I would respond to some of the serious points in this thread, but it would get swallowed by most of the thread's ridiculousness. I will say that this thread was my main source of entertainment during my commute tonight, however. I am grateful for the incredible entertainment!Kevin-V
I had one question for something that caught my ear in your video review. I believe it was, "Everything you do is pretty much like the last thing you did." Also something about not caring for why you're going from point A to point B in a quest.
With Skyrim, it rarely felt like I ever did anything that wasn't exactly what I just did a few minutes ago. One quest I'll be in a Nordic dungeon. The next quest will also send me to a Nordic dungeon, but this time it goes up and it might have one of the three puzzles that are existant in this game. When the game had me doing something different, it was great. Now if only that actually happened more than a few times, I would appreciate the game a lot more.
As for not caring where I'm being sent to, I rarely if ever had an interest in where I was being sent because it would result in nothing more than a gold reward and equipment I didn't need. After a certain amount of time, which would've been not even half way through the game, gold and equipment became useless. I had no use for it because I had already acquired better than I was receiving. It felt like nothing ever changed in the world, and my character never had an impact. Guards still ask if I'm fetching mead for the Companions and ignore the fact I'm now their "leader." The beggar is still just a beggar despite me donating what seemed like 1000 gold to him. No one knows that I'm the Arch-Mage of the College, but they still remember Saarthal.

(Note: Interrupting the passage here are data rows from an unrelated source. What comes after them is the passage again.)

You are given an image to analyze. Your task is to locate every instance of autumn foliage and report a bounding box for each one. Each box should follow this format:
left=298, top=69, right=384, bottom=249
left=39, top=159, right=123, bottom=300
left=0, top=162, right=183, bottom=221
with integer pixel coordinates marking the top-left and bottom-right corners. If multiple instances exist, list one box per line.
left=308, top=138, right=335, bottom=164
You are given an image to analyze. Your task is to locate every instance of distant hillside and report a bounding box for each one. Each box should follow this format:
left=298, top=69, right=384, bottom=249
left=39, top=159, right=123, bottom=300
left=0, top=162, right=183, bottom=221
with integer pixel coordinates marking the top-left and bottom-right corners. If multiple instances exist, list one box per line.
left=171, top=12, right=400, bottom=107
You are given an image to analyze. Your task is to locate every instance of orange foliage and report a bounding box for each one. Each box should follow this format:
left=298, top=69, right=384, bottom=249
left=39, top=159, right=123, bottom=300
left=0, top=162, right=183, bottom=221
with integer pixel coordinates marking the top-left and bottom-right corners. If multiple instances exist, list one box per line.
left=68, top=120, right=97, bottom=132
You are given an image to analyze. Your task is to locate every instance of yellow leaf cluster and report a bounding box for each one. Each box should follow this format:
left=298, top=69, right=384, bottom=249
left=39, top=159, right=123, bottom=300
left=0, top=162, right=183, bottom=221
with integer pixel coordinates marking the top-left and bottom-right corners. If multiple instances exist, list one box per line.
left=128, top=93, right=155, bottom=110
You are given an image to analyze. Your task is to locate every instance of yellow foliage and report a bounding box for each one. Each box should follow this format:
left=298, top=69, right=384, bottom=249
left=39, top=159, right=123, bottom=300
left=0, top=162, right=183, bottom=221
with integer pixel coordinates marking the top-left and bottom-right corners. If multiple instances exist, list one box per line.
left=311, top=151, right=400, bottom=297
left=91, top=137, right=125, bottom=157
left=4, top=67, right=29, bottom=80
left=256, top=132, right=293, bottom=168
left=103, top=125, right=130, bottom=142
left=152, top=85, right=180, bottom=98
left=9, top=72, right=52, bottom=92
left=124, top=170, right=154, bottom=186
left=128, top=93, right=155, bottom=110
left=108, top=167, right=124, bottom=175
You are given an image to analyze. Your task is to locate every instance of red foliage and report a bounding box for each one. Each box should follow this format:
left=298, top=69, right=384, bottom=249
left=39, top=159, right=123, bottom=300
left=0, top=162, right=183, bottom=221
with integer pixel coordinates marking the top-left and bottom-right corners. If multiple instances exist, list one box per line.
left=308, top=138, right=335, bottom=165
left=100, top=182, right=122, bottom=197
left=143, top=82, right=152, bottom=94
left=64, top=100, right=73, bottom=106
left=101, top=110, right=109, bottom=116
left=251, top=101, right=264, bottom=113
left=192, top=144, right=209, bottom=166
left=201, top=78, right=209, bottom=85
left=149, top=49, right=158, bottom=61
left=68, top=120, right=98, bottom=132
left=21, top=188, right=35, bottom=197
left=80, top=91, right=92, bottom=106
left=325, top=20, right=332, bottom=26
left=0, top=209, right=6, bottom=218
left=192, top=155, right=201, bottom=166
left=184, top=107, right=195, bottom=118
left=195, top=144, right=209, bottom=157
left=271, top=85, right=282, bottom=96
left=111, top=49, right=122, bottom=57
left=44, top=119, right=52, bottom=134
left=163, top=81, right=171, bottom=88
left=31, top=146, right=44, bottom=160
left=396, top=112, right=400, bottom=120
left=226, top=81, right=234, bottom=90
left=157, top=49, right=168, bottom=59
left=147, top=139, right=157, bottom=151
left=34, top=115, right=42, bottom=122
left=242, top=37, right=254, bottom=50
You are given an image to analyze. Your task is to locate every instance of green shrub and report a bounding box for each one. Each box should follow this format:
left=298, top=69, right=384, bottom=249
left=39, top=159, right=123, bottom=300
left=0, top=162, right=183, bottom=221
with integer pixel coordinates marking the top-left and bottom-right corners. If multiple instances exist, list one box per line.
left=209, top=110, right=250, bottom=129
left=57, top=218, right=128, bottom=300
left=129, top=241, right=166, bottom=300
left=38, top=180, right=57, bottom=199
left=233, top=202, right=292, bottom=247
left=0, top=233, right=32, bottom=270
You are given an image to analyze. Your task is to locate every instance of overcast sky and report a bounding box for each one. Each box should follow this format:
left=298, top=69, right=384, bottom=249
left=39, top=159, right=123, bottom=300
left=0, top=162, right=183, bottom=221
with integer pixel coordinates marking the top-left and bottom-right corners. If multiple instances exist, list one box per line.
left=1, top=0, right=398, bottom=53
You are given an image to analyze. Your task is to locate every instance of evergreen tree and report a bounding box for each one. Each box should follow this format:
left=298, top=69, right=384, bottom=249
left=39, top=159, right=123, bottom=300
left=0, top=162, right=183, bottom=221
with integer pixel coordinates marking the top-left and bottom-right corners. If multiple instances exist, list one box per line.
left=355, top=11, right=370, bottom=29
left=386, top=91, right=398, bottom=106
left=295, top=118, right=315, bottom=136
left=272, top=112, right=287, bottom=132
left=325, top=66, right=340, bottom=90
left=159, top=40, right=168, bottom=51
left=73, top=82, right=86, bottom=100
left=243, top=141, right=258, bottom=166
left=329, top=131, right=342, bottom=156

What exactly is Amalur doing different (or not) from what Skyrim did in regards to those two elements? The reason I'm brought this up is because I heard a few references to Skyrim in the video, though not pertaining to those statements I picked out, and I thought they needed more explanation as to what it does differently from last year's main RPG. Also is the balancing and difficulty as bad in Amalur as it is in Skyrim? With Skyrim, even on the hardest difficulty, as long as you have a resistance potion, dragons aren't anymore of a threat than that Bandit I found wandering the forest.